# 📍 Problem Title: Group Sold Products by the Date

🔗 [LeetCode Problem 1484 – Group Sold Products by the Date](https://leetcode.com/problems/group-sold-products-by-the-date/description/?envType=study-plan-v2&envId=30-days-of-pandas)

---

## 📝 Problem Description
We are given a table `Activities` with the following schema:

| Column     | Type |
|------------|------|
| sell_date  | date |
| product    | str  |

- Each row represents a product sold on a particular date.
- We need to group products by `sell_date` and report two things:
  - **num_sold** → the number of distinct products sold on that date.
  - **products** → the list of distinct products sold on that date, ordered lexicographically and joined by commas.
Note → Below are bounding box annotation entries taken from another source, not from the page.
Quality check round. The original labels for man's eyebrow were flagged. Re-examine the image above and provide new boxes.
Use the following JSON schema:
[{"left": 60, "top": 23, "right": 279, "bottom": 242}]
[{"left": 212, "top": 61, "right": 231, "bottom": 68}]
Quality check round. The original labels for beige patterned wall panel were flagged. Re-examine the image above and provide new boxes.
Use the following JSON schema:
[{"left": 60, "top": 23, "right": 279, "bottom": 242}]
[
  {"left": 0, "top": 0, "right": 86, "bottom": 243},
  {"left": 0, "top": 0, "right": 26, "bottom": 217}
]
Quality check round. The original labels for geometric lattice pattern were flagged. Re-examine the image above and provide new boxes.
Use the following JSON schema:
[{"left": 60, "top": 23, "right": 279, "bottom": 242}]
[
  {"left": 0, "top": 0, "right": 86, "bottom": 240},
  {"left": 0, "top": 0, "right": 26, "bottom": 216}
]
Return the result table ordered by `sell_date`.

---

## 🧾 Example

**Input:**

| sell_date  | product   |
|------------|-----------|
| 2020-05-30 | Headphone |
| 2020-05-30 | Pencil    |
| 2020-06-01 | Pencil    |
| 2020-06-01 | Mask      |
| 2020-06-01 | Bible     |
| 2020-06-02 | Mask      |

**Output:**

| sell_date  | num_sold | products              |
|------------|----------|-----------------------|
| 2020-05-30 | 2        | Headphone,Pencil      |
| 2020-06-01 | 3        | Bible,Mask,Pencil     |
| 2020-06-02 | 1        | Mask                  |

---

## 🧠 Key Concepts
- **Grouping by date** → use `groupby("sell_date")` to collect products sold on the same day.
- **Distinct count** → use `.nunique()` to count how many unique products were sold.
- **Sorted product list** →
  - Convert group to a set to remove duplicates.
  - Sort products alphabetically.
  - Join into a comma-separated string.
- **Ordering** → sort the final DataFrame by `sell_date`.

---

## 🐼 Pandas Outline
1. Group the DataFrame by `sell_date`.
2. Aggregate with two custom operations:
   - `num_sold` = number of unique products.
   - `products` = sorted, comma-separated string of unique products.
3. Reset the index to flatten the grouped result.
4. Sort by `sell_date`.

---

✅ This approach ensures we report **both the count of distinct products** and the **sorted product list** for each day.

In [31]:
import pandas as pd

In [32]:
data = [['2020-05-30', 'Headphone'], ['2020-06-01', 'Pencil'], ['2020-06-02', 'Mask'], ['2020-05-30', 'Basketball'], ['2020-06-01', 'Bible'], ['2020-06-02', 'Mask'], ['2020-05-30', 'T-Shirt']]
activities = pd.DataFrame(data, columns=['sell_date', 'product']).astype({'sell_date':'datetime64[ns]', 'product':'object'})

In [33]:
activities

Unnamed: 0,sell_date,product
0,2020-05-30,Headphone
1,2020-06-01,Pencil
2,2020-06-02,Mask
3,2020-05-30,Basketball
4,2020-06-01,Bible
5,2020-06-02,Mask
6,2020-05-30,T-Shirt


In [34]:
def categorize_product(activities : pd.DataFrame) -> pd.DataFrame:
    groups = activities.groupby("sell_date") # groups the data by sell_date

    # .agg() with multiple aggregations.
    stats = groups.agg(
        num_sold =("product", "nunique"), # -> count distinct products per date.
        products =("product" , lambda x : ",".join(sorted(set(x))))
        # turns the group into set (to remove duplicates)
        # sorted() puts them in ascending lexicographic order.
        # ','.join() -> concatenates into a single string.
    ).reset_index()
    stats.sort_values("sell_date" , inplace = True)
    return stats


In [35]:
categorize_product(activities)

Unnamed: 0,sell_date,num_sold,products
0,2020-05-30,3,"Basketball,Headphone,T-Shirt"
1,2020-06-01,2,"Bible,Pencil"
2,2020-06-02,1,Mask